Los ángeles están siempre con nosotros, observadores de nuestras
dificultades y solícitos ayudantes que alivian los dolores; profesores,
maestros y compañeros amorosos. No podemos decir honestamente que les hagamos la vida cómoda: raramente los escuchamos, a menudo hacemos exactamente lo contrario de lo que nos aconsejan y la mayoría de las veces negamos su existencia. Aunque la labor de los Ángeles no es fácil, su amor permanece inmutable y su paciencia es infinita.
Si nos acostumbramos a la idea de que los ángeles comparten nuestra vida cotidiana, nos daríamos cuenta de que nuestra disponibilidad hacia los demás aumenta y de que somos más sensibles.
Una buena relación con los ángeles presupone una mayor apertura
espiritual, una mayor disponibilidad para aceptar a los demás y para
entendernos mejor a nosotros mismos.
Se necesita muy poco para cambiar las costumbres.

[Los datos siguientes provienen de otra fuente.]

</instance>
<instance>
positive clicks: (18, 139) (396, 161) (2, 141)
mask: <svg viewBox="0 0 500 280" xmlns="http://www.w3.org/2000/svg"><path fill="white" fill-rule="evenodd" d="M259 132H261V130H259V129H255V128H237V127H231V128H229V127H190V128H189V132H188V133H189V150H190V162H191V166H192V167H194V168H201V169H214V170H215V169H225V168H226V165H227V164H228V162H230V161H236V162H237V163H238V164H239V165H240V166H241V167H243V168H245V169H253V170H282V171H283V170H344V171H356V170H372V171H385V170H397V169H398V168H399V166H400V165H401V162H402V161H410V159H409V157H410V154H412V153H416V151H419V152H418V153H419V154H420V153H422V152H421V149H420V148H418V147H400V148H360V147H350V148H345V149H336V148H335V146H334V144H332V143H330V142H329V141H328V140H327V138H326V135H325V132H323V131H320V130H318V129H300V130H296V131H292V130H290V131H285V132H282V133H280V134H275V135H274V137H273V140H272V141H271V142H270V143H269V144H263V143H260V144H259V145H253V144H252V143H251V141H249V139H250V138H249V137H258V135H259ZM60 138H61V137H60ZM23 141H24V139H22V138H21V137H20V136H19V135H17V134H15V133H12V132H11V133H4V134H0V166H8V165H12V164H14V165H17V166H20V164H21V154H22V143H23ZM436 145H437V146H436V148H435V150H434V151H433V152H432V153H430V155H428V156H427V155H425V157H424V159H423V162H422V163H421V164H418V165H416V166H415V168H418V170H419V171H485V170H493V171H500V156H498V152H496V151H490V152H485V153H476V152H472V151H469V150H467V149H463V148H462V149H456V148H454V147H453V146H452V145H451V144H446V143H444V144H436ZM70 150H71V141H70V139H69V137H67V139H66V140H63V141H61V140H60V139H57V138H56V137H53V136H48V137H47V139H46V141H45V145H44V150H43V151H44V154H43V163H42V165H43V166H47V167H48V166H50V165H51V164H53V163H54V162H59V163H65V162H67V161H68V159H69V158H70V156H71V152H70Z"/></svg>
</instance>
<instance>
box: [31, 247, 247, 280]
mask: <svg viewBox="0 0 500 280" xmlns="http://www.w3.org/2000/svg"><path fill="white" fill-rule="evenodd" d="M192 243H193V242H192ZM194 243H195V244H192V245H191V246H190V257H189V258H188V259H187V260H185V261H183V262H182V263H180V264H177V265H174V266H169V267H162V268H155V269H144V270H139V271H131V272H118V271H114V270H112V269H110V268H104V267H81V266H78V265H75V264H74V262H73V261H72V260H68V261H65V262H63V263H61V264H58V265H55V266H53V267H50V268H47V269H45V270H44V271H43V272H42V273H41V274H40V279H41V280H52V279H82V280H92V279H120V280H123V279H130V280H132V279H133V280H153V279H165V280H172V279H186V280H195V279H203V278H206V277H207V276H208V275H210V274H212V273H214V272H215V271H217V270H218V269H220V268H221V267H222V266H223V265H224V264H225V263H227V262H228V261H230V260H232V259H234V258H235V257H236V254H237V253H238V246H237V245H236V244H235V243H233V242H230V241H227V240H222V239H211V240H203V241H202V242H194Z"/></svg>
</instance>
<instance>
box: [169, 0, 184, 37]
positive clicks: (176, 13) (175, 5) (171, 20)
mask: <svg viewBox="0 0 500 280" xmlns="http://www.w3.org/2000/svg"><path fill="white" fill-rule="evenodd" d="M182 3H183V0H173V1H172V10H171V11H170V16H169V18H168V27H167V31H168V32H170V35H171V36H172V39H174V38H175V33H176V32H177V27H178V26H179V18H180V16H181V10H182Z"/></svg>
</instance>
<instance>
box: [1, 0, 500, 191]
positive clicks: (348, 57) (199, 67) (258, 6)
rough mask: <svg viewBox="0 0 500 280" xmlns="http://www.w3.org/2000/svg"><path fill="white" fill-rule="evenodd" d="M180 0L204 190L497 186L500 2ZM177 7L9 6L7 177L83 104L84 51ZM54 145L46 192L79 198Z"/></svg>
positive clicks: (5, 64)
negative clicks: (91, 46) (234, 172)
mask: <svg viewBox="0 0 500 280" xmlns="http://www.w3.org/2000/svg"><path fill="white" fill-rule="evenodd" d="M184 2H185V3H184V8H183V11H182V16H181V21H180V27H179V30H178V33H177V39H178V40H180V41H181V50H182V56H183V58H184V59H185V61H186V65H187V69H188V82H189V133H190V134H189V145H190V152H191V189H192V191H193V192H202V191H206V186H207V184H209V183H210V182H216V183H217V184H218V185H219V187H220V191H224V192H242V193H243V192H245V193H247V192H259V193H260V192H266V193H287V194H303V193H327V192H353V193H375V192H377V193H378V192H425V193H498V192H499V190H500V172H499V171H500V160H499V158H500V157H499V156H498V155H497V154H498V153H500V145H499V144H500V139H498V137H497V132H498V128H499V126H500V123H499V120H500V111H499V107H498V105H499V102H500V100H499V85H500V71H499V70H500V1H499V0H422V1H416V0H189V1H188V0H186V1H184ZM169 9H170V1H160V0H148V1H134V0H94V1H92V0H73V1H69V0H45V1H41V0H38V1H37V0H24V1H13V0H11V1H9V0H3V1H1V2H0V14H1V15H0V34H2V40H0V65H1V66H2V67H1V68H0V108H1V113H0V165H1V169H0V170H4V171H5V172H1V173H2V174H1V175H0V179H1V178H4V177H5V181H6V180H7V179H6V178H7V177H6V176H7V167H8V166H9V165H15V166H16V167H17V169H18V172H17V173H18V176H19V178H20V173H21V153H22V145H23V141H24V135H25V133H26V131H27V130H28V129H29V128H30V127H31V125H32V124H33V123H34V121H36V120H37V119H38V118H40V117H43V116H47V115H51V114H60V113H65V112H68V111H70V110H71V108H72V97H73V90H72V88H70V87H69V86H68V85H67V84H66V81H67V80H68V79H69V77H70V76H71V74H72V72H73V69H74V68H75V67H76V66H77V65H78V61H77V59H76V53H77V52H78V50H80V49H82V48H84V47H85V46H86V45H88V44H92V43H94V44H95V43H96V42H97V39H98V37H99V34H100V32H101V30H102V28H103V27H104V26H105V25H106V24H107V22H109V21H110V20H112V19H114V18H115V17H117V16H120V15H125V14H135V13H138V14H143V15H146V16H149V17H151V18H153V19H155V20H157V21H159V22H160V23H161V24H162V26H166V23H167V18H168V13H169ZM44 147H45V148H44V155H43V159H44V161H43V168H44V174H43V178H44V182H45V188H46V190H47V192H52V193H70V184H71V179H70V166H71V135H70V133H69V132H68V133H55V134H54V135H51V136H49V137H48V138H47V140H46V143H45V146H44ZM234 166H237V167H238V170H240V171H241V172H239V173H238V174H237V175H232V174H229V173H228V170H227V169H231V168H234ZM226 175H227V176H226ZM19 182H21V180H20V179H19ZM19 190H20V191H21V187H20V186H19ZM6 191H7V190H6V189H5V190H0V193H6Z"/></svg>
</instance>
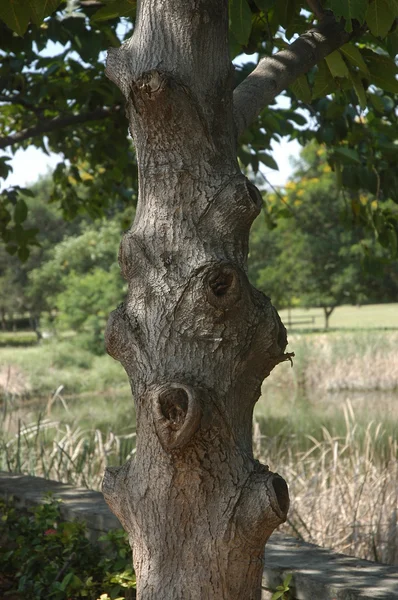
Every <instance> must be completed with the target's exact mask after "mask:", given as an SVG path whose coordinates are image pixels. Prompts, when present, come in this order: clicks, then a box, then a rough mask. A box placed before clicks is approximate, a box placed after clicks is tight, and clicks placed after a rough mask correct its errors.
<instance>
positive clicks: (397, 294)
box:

Un pensamiento por la mañana, una sonrisa, una pequeña plegaria pueden ser suficientes para hacer distinta nuestra jornada y para hacernos sentir más serenos y confiados: más conscientes de que no estamos solos y de que no lo hemos estado nunca.

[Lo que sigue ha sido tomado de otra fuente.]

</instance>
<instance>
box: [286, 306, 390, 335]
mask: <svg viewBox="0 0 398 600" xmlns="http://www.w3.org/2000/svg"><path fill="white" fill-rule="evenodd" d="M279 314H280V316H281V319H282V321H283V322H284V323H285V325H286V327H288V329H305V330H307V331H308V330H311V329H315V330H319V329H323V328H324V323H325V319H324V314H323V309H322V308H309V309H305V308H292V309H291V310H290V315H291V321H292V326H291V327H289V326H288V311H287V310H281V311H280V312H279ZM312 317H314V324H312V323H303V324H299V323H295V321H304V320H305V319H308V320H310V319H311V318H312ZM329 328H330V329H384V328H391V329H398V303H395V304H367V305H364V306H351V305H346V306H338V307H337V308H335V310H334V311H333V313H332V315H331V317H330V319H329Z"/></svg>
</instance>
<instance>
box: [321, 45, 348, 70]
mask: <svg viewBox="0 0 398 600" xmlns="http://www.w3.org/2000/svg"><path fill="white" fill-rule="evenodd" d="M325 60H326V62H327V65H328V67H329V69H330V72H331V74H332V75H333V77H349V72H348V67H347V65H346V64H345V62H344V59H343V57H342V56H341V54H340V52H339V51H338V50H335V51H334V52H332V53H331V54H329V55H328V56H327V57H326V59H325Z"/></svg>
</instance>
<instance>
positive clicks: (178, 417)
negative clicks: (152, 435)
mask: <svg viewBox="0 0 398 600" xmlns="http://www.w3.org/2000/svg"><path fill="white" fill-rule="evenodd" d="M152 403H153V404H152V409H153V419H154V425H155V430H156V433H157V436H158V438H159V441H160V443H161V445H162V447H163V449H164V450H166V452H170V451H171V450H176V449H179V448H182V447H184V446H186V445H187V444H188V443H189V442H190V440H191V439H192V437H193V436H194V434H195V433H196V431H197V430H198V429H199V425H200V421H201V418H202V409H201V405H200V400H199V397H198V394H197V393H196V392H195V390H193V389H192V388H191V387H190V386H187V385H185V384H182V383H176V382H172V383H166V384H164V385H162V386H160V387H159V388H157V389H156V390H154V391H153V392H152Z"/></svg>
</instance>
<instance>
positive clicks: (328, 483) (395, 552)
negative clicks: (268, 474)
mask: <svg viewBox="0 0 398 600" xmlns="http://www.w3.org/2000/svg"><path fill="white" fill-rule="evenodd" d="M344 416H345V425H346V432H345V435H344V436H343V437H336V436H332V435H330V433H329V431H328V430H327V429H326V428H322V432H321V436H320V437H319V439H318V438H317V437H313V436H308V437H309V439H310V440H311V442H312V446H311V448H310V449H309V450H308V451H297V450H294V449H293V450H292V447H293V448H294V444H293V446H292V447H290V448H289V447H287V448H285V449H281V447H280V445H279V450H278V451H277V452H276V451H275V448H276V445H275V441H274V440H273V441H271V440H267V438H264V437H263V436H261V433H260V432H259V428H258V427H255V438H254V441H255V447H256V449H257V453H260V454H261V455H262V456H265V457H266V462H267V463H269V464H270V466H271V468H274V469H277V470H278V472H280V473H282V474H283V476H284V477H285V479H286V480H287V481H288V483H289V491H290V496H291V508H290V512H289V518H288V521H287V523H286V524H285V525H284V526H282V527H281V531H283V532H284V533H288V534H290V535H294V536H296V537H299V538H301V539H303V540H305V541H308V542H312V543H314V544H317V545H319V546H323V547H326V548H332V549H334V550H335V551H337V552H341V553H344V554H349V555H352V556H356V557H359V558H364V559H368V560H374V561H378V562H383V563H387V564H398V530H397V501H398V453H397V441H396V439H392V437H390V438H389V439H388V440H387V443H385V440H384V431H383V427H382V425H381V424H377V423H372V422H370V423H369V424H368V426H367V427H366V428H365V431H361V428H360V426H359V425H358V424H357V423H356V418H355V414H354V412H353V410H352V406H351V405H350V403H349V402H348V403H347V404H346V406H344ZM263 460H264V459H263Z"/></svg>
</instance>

Antes de aprender a escuchar a nuestro ángel custodio, es importante saber como actúa en relación con nosotros.
Para conducirnos por el camino de la obediencia y del amor, el ángel
instaura con nuestra alma una comunicación silenciosa; nos inspira con los pensamientos que nos evitan caer en el error o actuar mal; nos “sugiere” tomar una dirección en lugar de otra, impidiéndonos incurrir en riesgos graves que podrían poner en peligro nuestra salud, tanto física como moral. Puede incluso intervenir sobre nuestros recuerdos, haciendo floreceren nuestra mente cosas que tenemos el deber de hacer o, al contrario,
alejándonos de otras que no debemos hacer.
Nos empuja a reflexionar y a combatir nuestras debilidades, a trabajar
por nuestros ideales, a alimentar continuamente nuestra interioridad
para evitar que se amodorre.
Por lo tanto, el ángel custodio susurra sus consejos a nuestra alma
y no a nuestros oídos. Pero, puesto que nosotros estamos dotados de libre arbitrio, no puede intervenir sobre nuestra voluntad. Somos
libres de aceptar o de rechazar sus exhortaciones; podemos seguir el
camino que él nos indica o, ignorando sus reclamaciones, perseverar
en el error o privar de eficacia su acción.
A veces, la presencia de este precioso guía no nos evita los
accidentes y las situaciones dolorosas, que de todos modos serían
más numerosas si no pudiéramos contar con su ayuda.
El ángel vigila nuestra alma, pero nos puede ayudar incluso a
afrontar los problemas cotidianos y a salvaguardar nuestros
intereses materiales, si estos son importantes para nuestro progreso
espiritual.
Quien no se preocupa de la existencia de su Ángel custodio, o
incluso la niega, quien no se dirige nunca a él y no le pide nada,
tiene pocas esperanzas de beneficiarse verdaderamente de sus
consejos. Su ángel permanecerá siempre a su lado, deseoso de poder
intervenir a favor de su protegido y de acoger sus peticiones, pero
su acción se verá siempre desvalorizada porque no conseguirá nunca
entrar verdaderamente en comunión con la persona que le ha sido
confiada.
Quien, en cambio, se dirige con conocimiento al propio Ángel
custodio, abriendo su corazón a sus palabras silenciosas,
interpelándolo en los momentos de necesidad y buscando el contacto
con él, podrá contar con la preciosa ayuda de un amigo fiel. Estamos
proyectados totalmente hacia el exterior. No tenemos ni tiempo ni
espacio para llegar a la percepción de nuestra interioridad.
Escuchar al ángel significa precisamente concederle un espacio de
silencio para que pueda ayudarnos a desalojar la mente de
pensamientos, de tensiones y de las preocupaciones que nos mantienen atados a una realidad que no nos da tregua, para reencontrar finalmente el contacto con nuestra zona más pura y, al mismo tiempo, el sentido de pertenencia al mismo.